Defense Minister Ben Wallace, 52, has in recent months become the most popular member of the government among Conservative Party members, according to Conservative Home, thanks to his handling of the Ukraine crisis.

A former soldier, he was mentioned in dispatches in 1992 for an incident in which the patrol he commanded captured an Irish Republican Army guerrilla unit suspected of trying to carry out a bomb attack on British troops.

He began his political career as a Delegate Member of the Scottish Assembly in May 1999, before being first elected to the Westminster Parliament in 2005.

He was security minister from 2016 until he took up his current role three years later, winning applause when his department evacuated British citizens and allies from Afghanistan last year and for sending weapons to Kyiv.

Rishi Sunak

Sunak, who resigned as finance minister on Tuesday saying the British public “rightly expects government to be conducted properly, competently and seriously,” was until last year the favorite to succeed Johnson.

He was praised for a COVID-19 economic rescue package, including a costly job retention program that averted mass unemployment.

But Sunak later faced criticism for not giving enough cost-of-living support to households. Revelations about the non-domiciled tax status of his wealthy wife and a fine he received, along with Johnson, for violating COVID lockdown rules have damaged his position.

His tax and spending budget last year put Britain on track for its biggest tax burden since the 1950s, undermining his claims to favor lower taxes.

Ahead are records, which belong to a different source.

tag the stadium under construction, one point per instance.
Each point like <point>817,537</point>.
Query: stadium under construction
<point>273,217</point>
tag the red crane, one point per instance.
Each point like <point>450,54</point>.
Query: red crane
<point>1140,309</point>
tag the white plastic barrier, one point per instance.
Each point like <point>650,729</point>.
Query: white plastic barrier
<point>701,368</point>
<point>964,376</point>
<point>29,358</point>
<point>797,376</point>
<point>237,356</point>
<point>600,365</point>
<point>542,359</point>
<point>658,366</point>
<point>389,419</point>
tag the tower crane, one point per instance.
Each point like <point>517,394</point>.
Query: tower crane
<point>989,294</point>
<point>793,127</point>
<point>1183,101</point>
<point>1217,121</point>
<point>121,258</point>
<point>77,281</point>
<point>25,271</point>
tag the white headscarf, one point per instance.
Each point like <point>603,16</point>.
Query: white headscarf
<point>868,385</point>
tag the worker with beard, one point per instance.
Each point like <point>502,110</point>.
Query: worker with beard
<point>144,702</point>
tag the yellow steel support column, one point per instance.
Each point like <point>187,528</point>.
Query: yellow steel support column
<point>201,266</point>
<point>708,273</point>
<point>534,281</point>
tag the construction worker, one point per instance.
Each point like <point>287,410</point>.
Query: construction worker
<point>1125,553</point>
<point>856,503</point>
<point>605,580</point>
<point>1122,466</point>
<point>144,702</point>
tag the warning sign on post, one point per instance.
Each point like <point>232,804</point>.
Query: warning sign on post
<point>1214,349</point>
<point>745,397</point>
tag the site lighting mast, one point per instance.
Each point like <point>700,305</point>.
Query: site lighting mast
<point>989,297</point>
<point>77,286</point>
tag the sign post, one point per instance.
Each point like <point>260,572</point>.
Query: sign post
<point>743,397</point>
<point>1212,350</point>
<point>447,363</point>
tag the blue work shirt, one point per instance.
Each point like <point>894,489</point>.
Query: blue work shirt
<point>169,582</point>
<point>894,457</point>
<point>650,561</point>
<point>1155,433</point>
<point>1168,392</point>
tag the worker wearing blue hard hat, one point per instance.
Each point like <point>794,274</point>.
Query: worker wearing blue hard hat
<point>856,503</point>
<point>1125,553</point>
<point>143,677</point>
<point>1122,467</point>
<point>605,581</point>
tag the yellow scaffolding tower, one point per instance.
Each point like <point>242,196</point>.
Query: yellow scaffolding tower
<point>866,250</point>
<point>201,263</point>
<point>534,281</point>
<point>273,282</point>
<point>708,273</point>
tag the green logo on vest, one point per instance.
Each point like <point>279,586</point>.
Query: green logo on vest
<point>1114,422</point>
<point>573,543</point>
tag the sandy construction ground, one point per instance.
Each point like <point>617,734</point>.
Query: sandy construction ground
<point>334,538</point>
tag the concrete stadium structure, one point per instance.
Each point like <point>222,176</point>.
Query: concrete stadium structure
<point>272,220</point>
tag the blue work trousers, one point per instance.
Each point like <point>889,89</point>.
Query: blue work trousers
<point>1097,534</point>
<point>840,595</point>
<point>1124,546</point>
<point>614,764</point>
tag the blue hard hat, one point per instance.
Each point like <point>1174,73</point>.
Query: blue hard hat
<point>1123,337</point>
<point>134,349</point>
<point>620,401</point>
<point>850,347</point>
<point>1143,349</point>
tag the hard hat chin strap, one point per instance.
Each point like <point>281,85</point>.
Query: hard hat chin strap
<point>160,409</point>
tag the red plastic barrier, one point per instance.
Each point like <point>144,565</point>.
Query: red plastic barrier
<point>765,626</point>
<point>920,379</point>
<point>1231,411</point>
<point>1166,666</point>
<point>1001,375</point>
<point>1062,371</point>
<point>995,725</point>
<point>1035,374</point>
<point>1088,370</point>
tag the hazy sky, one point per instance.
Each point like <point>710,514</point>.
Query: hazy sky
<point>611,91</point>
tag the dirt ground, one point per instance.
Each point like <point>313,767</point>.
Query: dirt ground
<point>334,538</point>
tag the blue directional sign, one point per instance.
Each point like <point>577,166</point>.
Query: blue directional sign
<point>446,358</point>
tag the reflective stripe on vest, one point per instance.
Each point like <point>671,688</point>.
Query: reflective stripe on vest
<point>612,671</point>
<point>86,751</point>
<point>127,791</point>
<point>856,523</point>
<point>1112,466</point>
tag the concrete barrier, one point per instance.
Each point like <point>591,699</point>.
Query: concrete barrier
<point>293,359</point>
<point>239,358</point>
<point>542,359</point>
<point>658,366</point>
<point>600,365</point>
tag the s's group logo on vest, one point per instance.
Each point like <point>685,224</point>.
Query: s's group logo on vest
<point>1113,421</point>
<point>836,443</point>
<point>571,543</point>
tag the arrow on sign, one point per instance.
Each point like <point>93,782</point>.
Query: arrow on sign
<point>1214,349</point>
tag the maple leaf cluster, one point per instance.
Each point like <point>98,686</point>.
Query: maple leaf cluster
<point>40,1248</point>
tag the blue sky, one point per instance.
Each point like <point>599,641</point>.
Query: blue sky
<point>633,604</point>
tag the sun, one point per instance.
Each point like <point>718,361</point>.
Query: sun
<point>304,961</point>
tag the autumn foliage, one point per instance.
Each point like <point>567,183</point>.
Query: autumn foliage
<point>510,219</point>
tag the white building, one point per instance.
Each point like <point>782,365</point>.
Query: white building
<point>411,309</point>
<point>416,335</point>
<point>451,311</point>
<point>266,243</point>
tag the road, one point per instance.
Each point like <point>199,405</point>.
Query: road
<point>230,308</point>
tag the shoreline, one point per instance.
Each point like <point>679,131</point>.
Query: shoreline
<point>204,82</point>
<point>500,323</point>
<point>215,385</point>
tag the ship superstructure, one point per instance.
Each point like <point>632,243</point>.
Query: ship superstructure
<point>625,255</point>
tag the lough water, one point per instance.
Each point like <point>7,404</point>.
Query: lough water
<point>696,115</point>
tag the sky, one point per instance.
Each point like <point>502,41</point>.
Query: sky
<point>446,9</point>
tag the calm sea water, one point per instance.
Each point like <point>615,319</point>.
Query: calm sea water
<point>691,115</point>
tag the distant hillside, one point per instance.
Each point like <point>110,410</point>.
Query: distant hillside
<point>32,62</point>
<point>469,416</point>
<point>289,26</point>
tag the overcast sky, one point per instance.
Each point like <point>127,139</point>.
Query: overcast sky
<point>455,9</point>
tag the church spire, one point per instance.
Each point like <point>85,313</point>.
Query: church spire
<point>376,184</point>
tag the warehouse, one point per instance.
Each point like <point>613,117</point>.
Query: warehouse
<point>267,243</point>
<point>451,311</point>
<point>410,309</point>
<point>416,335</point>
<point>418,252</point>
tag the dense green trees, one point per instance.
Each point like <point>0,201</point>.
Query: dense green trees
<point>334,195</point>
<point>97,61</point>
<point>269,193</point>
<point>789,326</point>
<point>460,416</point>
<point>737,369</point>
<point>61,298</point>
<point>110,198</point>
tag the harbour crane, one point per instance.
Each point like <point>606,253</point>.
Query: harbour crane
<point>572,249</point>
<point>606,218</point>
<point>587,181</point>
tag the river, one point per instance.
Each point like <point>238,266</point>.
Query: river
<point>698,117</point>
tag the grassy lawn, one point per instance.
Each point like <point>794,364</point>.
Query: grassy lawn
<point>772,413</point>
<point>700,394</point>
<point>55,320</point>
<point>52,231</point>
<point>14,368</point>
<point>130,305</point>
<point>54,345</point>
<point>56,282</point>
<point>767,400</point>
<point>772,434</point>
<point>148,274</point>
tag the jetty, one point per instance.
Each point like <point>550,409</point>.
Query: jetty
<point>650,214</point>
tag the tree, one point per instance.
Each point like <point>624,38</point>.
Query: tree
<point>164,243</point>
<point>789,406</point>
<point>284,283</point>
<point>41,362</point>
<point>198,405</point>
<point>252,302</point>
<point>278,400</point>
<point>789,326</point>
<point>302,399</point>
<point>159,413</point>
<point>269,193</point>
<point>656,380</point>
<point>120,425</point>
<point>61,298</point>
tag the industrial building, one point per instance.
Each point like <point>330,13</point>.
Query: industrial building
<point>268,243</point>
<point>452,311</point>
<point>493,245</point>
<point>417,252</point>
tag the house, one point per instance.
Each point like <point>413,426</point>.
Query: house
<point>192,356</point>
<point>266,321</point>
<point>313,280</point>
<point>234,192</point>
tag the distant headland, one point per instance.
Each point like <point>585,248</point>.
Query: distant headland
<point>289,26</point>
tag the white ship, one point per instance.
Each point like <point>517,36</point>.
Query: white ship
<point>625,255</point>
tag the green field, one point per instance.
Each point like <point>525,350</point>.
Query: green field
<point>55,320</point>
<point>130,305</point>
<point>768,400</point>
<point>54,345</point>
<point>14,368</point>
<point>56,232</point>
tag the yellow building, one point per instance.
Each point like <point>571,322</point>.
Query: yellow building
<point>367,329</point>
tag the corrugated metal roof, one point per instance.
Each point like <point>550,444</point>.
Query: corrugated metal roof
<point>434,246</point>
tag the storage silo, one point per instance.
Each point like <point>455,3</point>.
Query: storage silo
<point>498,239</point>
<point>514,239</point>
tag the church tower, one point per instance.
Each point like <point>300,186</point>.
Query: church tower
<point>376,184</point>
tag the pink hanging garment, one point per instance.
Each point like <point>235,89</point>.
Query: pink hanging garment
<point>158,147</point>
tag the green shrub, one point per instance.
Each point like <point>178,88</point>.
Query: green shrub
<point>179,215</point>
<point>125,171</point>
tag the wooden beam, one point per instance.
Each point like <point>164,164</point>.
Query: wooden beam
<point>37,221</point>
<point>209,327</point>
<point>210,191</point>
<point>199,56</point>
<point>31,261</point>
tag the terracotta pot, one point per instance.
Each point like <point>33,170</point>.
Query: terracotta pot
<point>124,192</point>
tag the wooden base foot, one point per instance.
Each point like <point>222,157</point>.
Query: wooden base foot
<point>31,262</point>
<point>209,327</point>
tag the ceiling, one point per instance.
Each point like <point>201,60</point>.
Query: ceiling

Javid was the first cabinet minister to resign in protest over allegations that Johnson misled the public about what he knew about sexual harassment allegations against a Conservative lawmaker.

A former banker and champion of free markets, Javid has held various cabinet posts, most recently as health minister. He resigned as Johnson’s finance minister in 2020.

The son of Pakistani Muslim immigrant parents, he is a Thatcher admirer and finished fourth in the 2019 leadership contest to replace former UK Prime Minister Theresa May.

Nadhim Zahawi

The newly appointed finance minister impressed as vaccines minister when Britain had one of the world’s fastest COVID injection rollouts.

Zahawi’s personal story as a former refugee from Iraq who came to Britain as a child sets him apart from other contenders.

He co-founded the YouGov polling company before entering parliament in 2010. His last job was as education secretary. Zahawi said last week that it would be a “privilege” to be prime minister at some point.

bitchy penny

Johnson sacked the former defense secretary when she became prime minister after she backed rival Hunt during the last leadership contest.

Mordaunt was a passionate supporter of leaving the European Union and made national headlines by participating in a now-defunct diving reality show.

Mordaunt, now a junior trade minister, called the government lockdown-breaking parties “shameful.” He had previously expressed his loyalty to Johnson.


The chairman of parliament’s foreign affairs committee, and a former soldier who fought in Iraq and Afghanistan, has already indicated he would run for any leadership competition.

He has been a regular critic of Johnson and would offer his party a complete break with previous governments.

However, he is relatively untested because he has never served in the cabinet.


Braverman, the attorney general who backs Brexit, has indicated he will run for the leadership. She was heavily criticized by lawyers during her tenure after the government tried to breach international law on post-Brexit business rules in Northern Ireland.